The little house at the end of a pier in Crissy Field is called a tide house, because equipment inside measures the daily rise and fall of the tide it's been doing that for 155 years.
"Well this particular station is amazing. It's been measuring continuously since 1854," said National Oceanic and Atmospheric Administration scientist Stephen Gill.
Gill says it's the oldest tidal gauge in the western hemisphere. It's had a couple upgrades over the years.
Its original purpose was to help ships safely navigate the bay, but its data is now invaluable to climate researchers, because the gauge also monitors sea levels.
"The sea level has been rising since 1900 about two millimeters per year," said Gill.
That's about eight inches over the last 100 years. Combined with data from other gauges around the world, Gill says it helps shows a sea level rise of two millimeters a year globally as well and now satellite data is monitoring the rising sea as well.
"That system is suggesting a three millimeter per year rise and its sort of implying that over the last 15 years there's been an acceleration," said Gill.
Berkeley-based explorer Dennis Schmidt doesn't need gauges to know the earth is warming.
He is credited with discovering the earth's newest island, revealed in eastern Greenland in 2005 with the retreat of an ice shelf.
He knew the area from living among the Eskimos for years and he named it "Warming Island" in the Eskimo dialect of the region.

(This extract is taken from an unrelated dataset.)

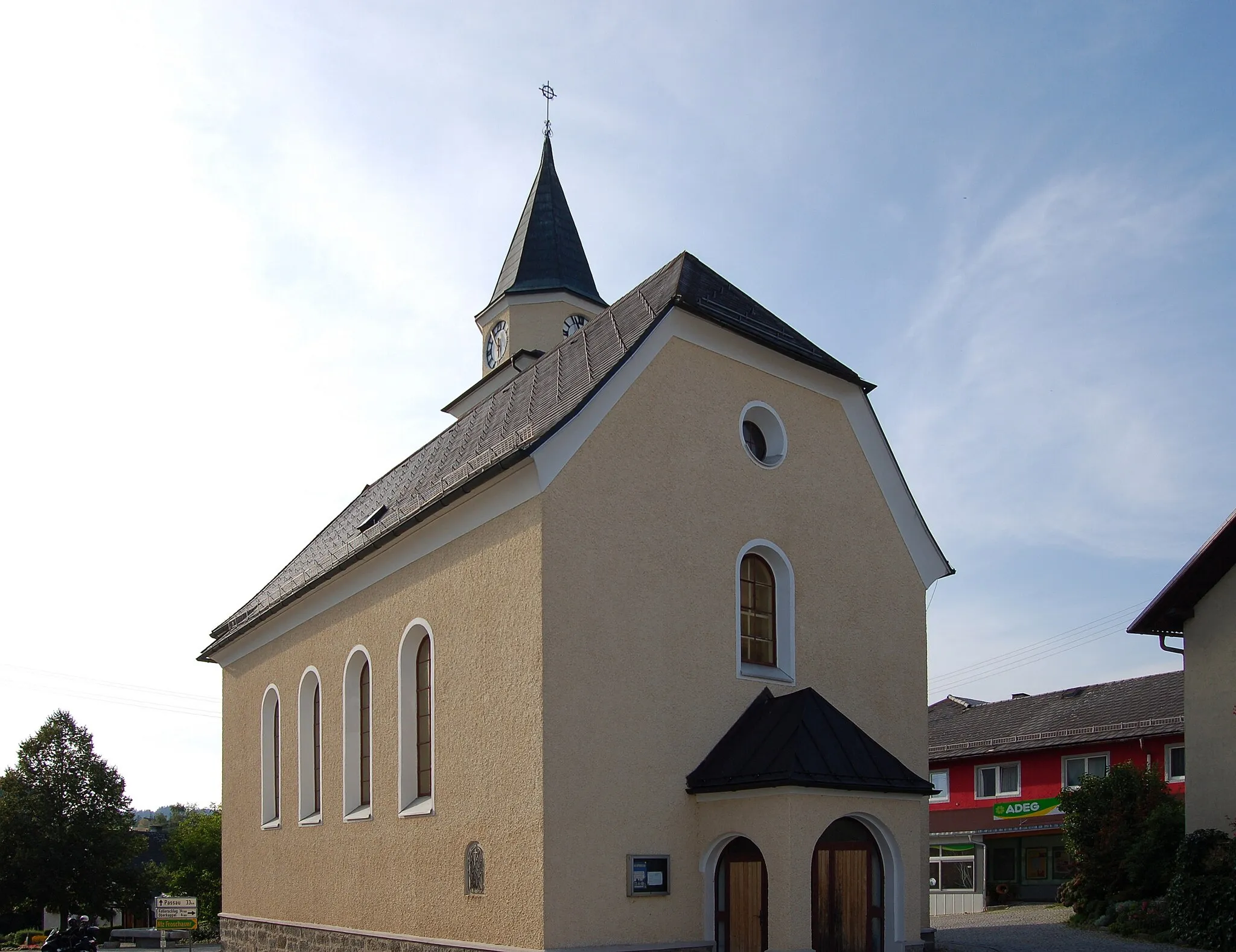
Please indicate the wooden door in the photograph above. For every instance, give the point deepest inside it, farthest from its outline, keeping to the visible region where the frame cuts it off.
(742, 900)
(847, 915)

This summer, he was in the eastern Siberian Sea for the first time in about 40 years and he said the ice is gone and polar bears are stranded on an island.
"Eventually starvation pushes them out to sea to try to find ice to work from, but there is no ice now so some of these bears we saw swimming past our boat, very sad to see them swimming past, knowing that they were swimming into nowhere," said Schmidt.
Schmidt is not following developments at the Copenhagen Climate Conference, leaving politics to the politicians.